Jurnalindustry.com – Jakarta – Asosiasi Aneka Industri Keramik Indonesia (Asaki) menyebut bahwa produsen keramik dalam negeri telah mampu memenuhi kebutuhan keramik nasional, baik dari sisi volume produksi maupun tipe atau jenis keramik homogenius tile (HT).
“Bahkan, saat ini masih memiliki kapasitas idle sebesar 60% yakni sekitar 80-90 juta m2 yang siap untuk diproduksi jenis HT yang mana merupakan mayoritas keramik impor dari Tiongkok,” jelas Ketua Umum Asaki, Edy Suyanto di Jakarta (16/7)
Dirinya sangat menyayangkan terjadinya defisit 1,5 miliar dolar AS selama tahun 2019-2023 hanya karena keramik impor yang seharusnya tidak perlu terjadi.
“Karena sejatinya kita mampu produksi, namun karena praktik dumping tersebut pemerintah dan rakyat jelas yang dirugikan,” ujarnya.
Oleh karena itu, Asaki menilai bahwa kebijakan hambatan perdagangan berupa Bea Masuk Anti Dumping (BMAD) harus didukung penuh untuk melindungi industri domestik, mengingat kebijakan itu sudah sesuai dengan regulasi Organisasi Perdagangan Dunia (World Trade Organization/WTO).
“BMAD harus didukung penuh karena merupakan instrumen perlindungan terhadap industri dalam negeri yang mana sesuai dengan aturan WTO,” katanya.
Asaki menyayangkan ada sekelompok tertentu yang tidak suka kebijakan BMAD untuk produk keramik impor dijalankan.
“Asaki juga merasakan adanya kelompok tertentu yang tidak suka industri keramik nasional menjadi tuan rumah yang baik di negeri sendiri,” jelasnya.
Lebih lanjut, ia berargumen kebijakan BMAD turut bisa melindungi konsumen dalam negeri, itu karena selama ini masyarakat disuguhkan keramik impor dengan harga dumping atau penurunan harga di bawah rata-rata (predatory pricing) dengan kualitas di bawah standar nasional.

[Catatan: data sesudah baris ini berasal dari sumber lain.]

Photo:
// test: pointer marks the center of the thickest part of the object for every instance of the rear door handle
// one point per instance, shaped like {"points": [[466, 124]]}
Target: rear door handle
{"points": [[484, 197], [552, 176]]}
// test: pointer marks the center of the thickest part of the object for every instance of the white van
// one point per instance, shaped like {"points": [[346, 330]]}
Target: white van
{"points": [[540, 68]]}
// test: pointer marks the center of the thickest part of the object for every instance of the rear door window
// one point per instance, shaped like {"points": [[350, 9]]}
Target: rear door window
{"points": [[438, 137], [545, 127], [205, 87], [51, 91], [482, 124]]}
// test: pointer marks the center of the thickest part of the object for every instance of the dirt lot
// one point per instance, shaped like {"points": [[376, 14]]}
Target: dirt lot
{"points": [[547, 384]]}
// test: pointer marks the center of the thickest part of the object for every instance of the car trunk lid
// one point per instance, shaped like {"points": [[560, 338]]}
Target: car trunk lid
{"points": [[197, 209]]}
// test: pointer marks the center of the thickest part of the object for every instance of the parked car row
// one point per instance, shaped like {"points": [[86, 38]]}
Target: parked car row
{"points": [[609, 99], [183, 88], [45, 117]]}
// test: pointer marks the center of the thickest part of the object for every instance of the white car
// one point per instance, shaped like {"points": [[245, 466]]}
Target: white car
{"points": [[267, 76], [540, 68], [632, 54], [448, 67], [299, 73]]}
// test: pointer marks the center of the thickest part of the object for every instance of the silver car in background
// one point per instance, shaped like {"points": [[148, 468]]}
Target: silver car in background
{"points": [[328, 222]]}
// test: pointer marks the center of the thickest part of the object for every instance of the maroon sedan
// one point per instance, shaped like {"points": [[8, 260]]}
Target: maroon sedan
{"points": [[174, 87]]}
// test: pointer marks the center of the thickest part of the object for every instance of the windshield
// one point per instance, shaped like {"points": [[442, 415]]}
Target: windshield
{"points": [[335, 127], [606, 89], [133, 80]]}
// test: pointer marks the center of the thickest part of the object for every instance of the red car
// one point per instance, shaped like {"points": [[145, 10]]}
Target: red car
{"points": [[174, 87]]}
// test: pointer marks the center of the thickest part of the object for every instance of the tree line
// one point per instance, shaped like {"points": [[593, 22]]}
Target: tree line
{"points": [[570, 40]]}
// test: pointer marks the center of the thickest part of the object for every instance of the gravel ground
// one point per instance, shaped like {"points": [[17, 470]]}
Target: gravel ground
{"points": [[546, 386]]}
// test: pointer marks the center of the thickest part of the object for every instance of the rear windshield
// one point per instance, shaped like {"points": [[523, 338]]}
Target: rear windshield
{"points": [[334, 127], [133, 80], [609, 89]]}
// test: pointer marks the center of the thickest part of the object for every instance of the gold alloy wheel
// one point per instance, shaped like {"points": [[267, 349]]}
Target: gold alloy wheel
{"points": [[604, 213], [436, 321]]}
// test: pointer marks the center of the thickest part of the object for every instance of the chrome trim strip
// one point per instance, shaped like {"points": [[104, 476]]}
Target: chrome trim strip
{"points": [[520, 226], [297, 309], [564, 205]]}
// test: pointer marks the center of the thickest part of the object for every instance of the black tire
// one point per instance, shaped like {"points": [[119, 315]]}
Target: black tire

“Adanya pengurangan kualitas seperti salah satu contohnya penurunan ketebalan keramik yang sebelumnya 1 cm menjadi 7 mm. Ini tentu mempengaruhi kekuatan dari keramik itu sendiri yakni bending dan breaking strength-nya menurun,” tutur Edy.
Sebagai informasi, pemerintah melalui Kementerian Perdagangan menggunakan otoritas yang dimiliki untuk melindungi dan menyelamatkan industri dalam negeri melalui pengenaan BMAD dan Bea Masuk Tindakan Pengamanan (BMTP) atau “safeguard”.
Tujuh sektor yang hendak dikenai hambatan perdagangan itu yakni, tekstil dan produk tekstil (TPT), pakaian jadi, keramik, elektronik, kosmetik, barang tekstil jadi serta alas kaki.
Penyelidikan serta penerapan BMAD dan BMTP berhubungan dengan produk-produk impor yang berkaitan erat dengan bahan baku untuk industri di dalam negeri.
BMAD dan BMTP diatur dalam Peraturan Pemerintah Nomor 34 Tahun 2011 tentang Tindakan Anti Dumping, Tindakan Imbalan dan Tindakan Pengamanan Perdagangan.
Perbedaan mendasar antara tindakan anti dumping dan tindakan pengamanan perdagangan terletak pada subjek pengenaannya.
Komite Anti Dumping Indonesia (KADI) sudah merekomendasikan BMAD atas impor ubin keramik yang berasal dari RRT dengan pengenaan tarif maksimal 199,98 persen, untuk menjaga industri keramik dalam negeri.